There's a great scene in Roegs The Man Who Fell to Earth where Bowie's alien Thomas Jerome Newton is taken to a church by his girlfriend Mary Lou. The pastor acknowledging Newton's presence in the congregation, as an English guest, has handed out hymn sheets of Jerusalem so the congregation can sing along to the 'old English Hymn'. Newton being an alien can't sing, so we are treated to the humorous vision of Thin White Duke era Bowie mumbling and struggling to sing. This is of course around the time Bowie allegedly gave a nazi salute from the back of an open top Mercedes. It's always struck me as such a simplistic accusation, especially given that it appears obvious to me that Bowie surely modelled The Thin White Duke on the former King Edward 7th, who was too much of an embarassment and far too much of an an enthusiastic Nazi Sympathiser that he was arguably forced abdicate over a supposed matrimonial misdemeanour and was demoted to being The Duke of Windsor.

Clearly Bowie had more than a passing interest in fascism and fascist leaders, and it seems to me more likely that he was interested in exploring the subject and it's parallels within the rock music industry than actually advocating Right Wing politics, yet no one at the time seemed to notice, or bother to notice. Neither did/do they notice that the famous lightning flash painted across Aladdin Sane's visage some three years earlier is essentially the same lightening flash that was the symbol of Oswald Mosely's British Union of Fascists / Black Shirts. I have long suspected that Bowie was using the imagery in an ironic way. Afterall Ziggy was clearly an ironic swipe at the inherent fascism lurking just under the surface of the idea of the rock star and of course Irony and sarcasm are very English traits.

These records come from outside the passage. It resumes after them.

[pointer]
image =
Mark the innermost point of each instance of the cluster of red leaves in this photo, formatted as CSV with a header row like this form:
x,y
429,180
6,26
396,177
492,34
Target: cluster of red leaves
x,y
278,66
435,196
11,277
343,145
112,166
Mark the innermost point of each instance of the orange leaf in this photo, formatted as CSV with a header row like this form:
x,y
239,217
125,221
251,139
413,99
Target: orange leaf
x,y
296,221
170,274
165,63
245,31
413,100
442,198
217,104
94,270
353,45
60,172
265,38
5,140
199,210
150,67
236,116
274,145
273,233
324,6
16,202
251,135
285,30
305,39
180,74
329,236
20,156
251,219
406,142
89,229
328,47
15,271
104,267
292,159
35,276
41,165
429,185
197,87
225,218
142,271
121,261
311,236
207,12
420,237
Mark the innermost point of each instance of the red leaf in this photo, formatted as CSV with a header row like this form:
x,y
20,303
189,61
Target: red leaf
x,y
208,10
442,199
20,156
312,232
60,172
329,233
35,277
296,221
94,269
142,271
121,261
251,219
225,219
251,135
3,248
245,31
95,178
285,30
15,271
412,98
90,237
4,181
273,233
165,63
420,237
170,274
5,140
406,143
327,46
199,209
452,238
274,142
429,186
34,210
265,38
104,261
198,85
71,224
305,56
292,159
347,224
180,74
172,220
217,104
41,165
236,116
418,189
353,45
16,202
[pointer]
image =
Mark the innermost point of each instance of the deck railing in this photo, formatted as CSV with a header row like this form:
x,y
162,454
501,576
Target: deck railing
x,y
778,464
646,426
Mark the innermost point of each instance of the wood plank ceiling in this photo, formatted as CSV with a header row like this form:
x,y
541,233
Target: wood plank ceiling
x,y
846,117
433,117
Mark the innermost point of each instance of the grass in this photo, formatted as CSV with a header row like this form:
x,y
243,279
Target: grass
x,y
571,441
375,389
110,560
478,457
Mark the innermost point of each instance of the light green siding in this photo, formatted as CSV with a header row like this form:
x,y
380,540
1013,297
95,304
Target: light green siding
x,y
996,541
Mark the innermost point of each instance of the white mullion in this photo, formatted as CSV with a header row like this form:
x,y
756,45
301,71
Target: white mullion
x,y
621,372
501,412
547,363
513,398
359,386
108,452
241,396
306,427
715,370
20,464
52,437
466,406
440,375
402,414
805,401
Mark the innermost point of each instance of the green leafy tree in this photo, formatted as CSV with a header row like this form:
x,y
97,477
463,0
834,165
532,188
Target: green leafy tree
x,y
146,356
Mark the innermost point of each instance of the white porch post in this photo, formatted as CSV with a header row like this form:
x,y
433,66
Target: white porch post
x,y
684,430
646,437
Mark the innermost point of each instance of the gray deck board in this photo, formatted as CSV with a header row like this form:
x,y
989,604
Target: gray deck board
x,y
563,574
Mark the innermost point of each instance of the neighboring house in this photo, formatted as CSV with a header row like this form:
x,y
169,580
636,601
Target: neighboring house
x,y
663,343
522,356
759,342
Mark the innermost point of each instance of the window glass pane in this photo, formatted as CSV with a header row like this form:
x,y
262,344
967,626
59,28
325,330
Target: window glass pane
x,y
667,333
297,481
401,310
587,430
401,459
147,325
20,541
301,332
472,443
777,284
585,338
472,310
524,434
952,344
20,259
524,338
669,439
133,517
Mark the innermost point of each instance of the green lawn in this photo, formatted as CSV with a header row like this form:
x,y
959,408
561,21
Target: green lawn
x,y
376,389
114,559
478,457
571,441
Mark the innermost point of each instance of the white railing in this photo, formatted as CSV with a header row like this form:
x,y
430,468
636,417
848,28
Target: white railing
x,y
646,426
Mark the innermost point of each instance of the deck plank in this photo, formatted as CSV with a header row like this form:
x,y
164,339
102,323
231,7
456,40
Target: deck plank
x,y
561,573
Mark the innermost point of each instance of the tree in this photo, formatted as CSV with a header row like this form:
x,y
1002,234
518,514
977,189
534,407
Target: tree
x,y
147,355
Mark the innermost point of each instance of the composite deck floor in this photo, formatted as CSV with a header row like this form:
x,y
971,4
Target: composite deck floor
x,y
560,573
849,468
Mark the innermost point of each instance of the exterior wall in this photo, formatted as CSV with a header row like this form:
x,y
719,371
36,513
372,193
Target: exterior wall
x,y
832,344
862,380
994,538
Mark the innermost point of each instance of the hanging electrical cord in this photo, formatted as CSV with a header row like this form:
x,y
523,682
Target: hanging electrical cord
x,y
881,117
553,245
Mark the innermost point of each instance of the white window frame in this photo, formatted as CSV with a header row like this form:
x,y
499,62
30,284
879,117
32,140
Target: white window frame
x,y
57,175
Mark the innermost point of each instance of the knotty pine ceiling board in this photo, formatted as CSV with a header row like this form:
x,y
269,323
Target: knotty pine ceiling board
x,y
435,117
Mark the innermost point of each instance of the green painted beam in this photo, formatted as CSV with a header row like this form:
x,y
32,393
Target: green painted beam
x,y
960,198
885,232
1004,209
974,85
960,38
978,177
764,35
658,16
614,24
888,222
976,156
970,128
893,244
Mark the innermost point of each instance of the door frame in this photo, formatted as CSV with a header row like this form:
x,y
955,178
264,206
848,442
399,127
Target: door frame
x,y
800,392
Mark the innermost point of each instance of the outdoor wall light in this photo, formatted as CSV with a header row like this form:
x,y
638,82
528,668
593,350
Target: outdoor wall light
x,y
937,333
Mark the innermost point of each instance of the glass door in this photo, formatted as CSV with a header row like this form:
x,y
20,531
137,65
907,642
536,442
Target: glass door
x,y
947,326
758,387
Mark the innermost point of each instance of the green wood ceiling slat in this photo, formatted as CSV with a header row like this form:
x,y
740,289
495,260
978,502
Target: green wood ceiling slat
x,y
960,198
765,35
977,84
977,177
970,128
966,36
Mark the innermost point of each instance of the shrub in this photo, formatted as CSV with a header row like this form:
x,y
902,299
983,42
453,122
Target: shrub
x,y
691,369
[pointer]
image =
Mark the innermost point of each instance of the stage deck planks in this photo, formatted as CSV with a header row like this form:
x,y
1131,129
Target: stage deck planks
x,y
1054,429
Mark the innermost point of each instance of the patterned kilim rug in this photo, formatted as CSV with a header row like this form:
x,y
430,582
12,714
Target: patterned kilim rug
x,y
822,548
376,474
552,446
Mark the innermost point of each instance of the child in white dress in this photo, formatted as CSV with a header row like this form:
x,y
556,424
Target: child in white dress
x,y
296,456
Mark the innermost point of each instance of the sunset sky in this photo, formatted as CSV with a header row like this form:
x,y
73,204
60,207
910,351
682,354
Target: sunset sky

Bowie wasn't the only one in the rock music field skirting around the imagery of fascism, a year before his old Mercury label mate Peter Hammill and his band Van der Graaf Generator had a gatefold image from the 1972 album Pawn Hearts that depicted the band dressed in matching 'uniforms' of blackshirts and white ties giving what is usually taken to be the nazi salute although to my art historical eyes the image owes more than a nod to the painting The Oath of The Horatii by Jaques Louis David. Given that Hammill wrote lyrics for this album like "there's other ways than screaming in the mob, that make us merely cogs of hatred" I don't think for one moment he was suggesting fascism was anything other than an obscenity. And I don't think Bowie did either.